El Paso County led the state with a high number of coronavirus deaths in March, a ranking health officials attributed to the virus spreading among the elderly who are at high risk of the disease, including those exposed during a bridge tournament.
El Paso County is now fourth in the state for coronavirus deaths with 41, behind Denver, Weld and Arapahoe counties, state health department data shows.
Colorado as a whole has recorded a high rate of patients testing positive compared with surrounding states, such as New Mexico and Wyoming, likely because it has large cities, such as Denver and Colorado Springs, Kelly said.
County health officials said they believe 171 coronavirus patients have recovered out of the 248 residents treated for the virus.
The number of people who have tested positive for the virus in El Paso County is 652, state data shows. Not all who test positive require treatment.
In mid-April, public health employees expect to start following up with those they believe have recovered to interview them about their experiences and determine if there are symptoms of the disease officials are overlooking or not stressing enough, Kelly said.
The encouraging hospitalization data is allowing public health officials to start planning how to allow more regular activities that have been prohibited under the state’s stay-at-home order, Kelly said. The statewide order is scheduled to end April 26.
Kelly laid out for elected officials how social activities could restart, but did not offer a timeline for relaxing stay-at-home and social distancing guidelines.
Parts of any change will likely be made at the state level, but others could be local, he said.
Public health officials are preparing to ramp up testing before social distancing rules are lifted, which might drive an increase in the number of positive cases and discovery of new clusters of disease, said Dr. Robin Johnson, medical director for El Paso County Public Health.

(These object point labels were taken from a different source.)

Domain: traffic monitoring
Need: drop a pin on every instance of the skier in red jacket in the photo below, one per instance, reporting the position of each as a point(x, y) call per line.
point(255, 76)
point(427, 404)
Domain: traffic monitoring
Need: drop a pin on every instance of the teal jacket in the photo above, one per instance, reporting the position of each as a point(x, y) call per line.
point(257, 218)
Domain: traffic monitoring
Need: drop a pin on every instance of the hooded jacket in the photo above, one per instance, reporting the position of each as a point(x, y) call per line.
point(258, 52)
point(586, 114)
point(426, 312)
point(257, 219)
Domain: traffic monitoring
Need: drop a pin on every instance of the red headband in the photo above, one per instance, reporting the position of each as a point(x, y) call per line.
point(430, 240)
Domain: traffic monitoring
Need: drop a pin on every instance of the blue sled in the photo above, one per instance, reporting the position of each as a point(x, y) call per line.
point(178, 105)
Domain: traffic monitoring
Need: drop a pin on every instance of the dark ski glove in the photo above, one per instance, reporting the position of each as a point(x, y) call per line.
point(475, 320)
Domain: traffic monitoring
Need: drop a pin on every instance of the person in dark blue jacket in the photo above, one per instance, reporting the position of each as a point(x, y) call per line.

“This is going to be a war that is going to be fought community by community,” Kelly said.
Prevention could become more targeted to protect at-risk groups, such as those in long-term care facilities and those who are immunocompromised, he said.
“Young healthy people will be the canary in the mine, if you will, as we send them out into the world and see how it goes,” Kelly said.

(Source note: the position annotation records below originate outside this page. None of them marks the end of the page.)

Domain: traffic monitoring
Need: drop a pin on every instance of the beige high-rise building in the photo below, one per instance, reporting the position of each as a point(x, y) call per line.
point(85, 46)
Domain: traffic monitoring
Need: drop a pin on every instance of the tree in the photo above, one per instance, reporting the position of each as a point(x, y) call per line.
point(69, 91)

When daily activities return to normal, the virus will continue to spread through the community, which is positive because it will help to build immunity in the population, he said.
Public health employees will have to continue track who those people who test positive and who they come into contact with, and ask those who are exposed to quarantine themselves, he said.

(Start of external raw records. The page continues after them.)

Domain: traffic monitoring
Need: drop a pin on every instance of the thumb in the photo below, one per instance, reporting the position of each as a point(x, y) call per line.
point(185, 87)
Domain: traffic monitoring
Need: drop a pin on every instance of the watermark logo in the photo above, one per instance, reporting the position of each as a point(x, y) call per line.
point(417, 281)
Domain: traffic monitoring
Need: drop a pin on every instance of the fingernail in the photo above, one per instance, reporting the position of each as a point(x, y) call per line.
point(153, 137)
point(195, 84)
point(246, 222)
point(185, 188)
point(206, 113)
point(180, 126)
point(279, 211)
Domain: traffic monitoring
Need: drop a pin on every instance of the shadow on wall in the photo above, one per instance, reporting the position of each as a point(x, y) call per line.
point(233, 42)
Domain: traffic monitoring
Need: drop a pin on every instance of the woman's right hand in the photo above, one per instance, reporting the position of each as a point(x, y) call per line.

Public health officials are bringing on additional staff to help track those potentially exposed to the virus, he said.
Large gatherings, such as concerts, are likely to be prohibited for awhile to help limit the spread of the virus, even when other activities are allowed, he said.
A vaccine could be available by next summer, which would allow communities to deal with the virus in the long term, he said.
Councilwoman Yolanda Avila asked public health officials to address how the virus is hitting minority communities in Colorado Springs because those communities have seen a high rates of death nationally.
Public health officials do not have ethnicity data for patients who have tested and it only has some ethnicity data for those who have died, Kelly said. However, the county has a health equality coordinator who will be focusing on the spread of the virus among minority populations, he said.
“We recognize it is a critical need,” Public Health Director Susan Wheelan said.
Officials will also be releasing a dashboard of the coronavirus data on its website elpasocountyhealth.org.